We are living in desultory times. The digital revolution has accelerated time and the internet has bridged space. While the world is coming together as a global village we are moving away. Divergent political as well as religious beliefs are rapidly driving us apart. We seem to be ironically coming together on disagreements and conflicts that seem to express our desire to separate and divide each other. Thus, the so-called victors and victims are entangled together in an unhappy tangle.
Victors belong to the majority and the victims are the minoritized ones. The victors forget and indeed violet the simple truth that each person receives his or her rights as an individual which is to say as ‘ a minority of one’. It is only by accepting the singularity and minority of the individual person that we can define the collective selfhood of — We the people. In recent days by marginalizing minorities, we seem to have forgotten that each of us an individual minority. This forgetting our minor location as a citizen has its costs. It could lead to the banality of evil.
We are then desensitized about the plight of the weak and the disadvantaged. Hannah Arendt teaches us that the banality of evil is a non-wicked everybody who has no special motive and for this very reason is capable of infinite evil. The danger of slipping into barbarism is nearing because we have thoughtlessly come to accept our majoritarian position. Several from the majority, therefore, often suffer like Kafkaesque characters who did not even know why he was arrested. The inability to speak for the suffering other comes from the inability to think, and think from the standpoint of the suffering other. Our consciousness is constricted. We have become solipsists who are drawn into a collective figure and representation of a meta man, the Hindu Rashtra.

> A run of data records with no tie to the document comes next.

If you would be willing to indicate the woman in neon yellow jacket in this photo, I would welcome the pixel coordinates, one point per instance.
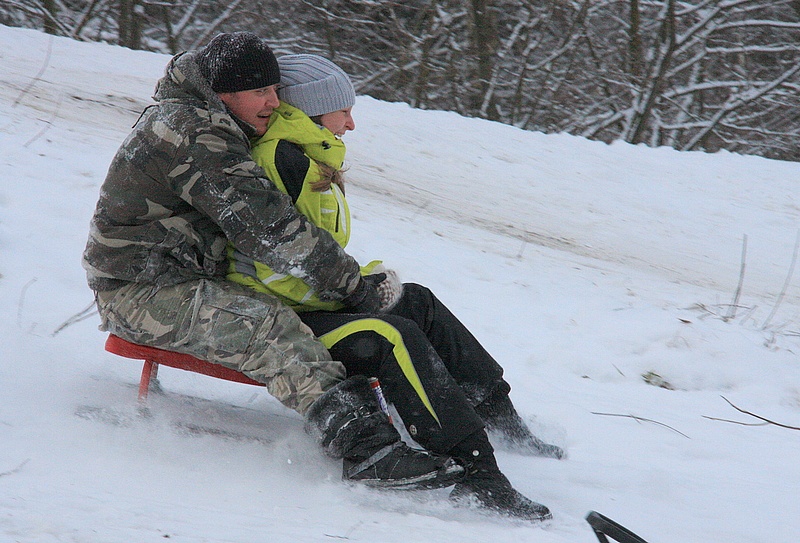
(452, 390)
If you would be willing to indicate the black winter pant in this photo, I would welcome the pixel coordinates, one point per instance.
(430, 366)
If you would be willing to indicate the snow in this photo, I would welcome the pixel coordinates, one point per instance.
(581, 267)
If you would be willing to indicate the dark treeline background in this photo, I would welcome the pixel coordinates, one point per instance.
(693, 75)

Our politicians of Charisma have become politicians of miasma. In the name of a golden past, we are constructing nothing less than a barbarian present. We seem to have assumed the mantle of barbarianism to give a future to a past that is deemed glorious and golden. Just like Trump declared; ‘ let us make America great again’, we seem to be saying without articulating it openly, ‘Let us make India Hindu again’. We will be ashamed of saying it because India is a secular republic. There is of course no dearth of people who shamelessly declare war on the minorities.
We seem to have ushered in majoritarian triumphant temporality in the present that is ready to ‘ go full animal’ in its quest for the establishment of a future of a glorified past. The devil is in the adverb again that says ‘Let us make India Hindu again’. It gives us a sense of the loss. The past then is being viewed as lost and one is therefore compelled to work to recover it in the living present and the coming future. This recovery is to be done through ‘rough justice’ that is contrary to the spirit of the law. Maybe this is why the law is often being broken by some right-wing groups. Cultural action groups are acting like militants with impunity. Thus, in our quest for a meta man, the majoritarian self, we are becoming lawless and barbaric. Using the shield of nationalism, we are forcing thousands of people into conditions which despite all appearances are conditions of servitude. This is why what was the discrimination of casteism has metamorphized and minorities are the new pariah. Even if we resolve that we shall not return to barbarism ever again. The adverb again can only open the slippery road of barbarism again…and again… and again. We may get out of this trap only when we understand deep down each of us is a minority.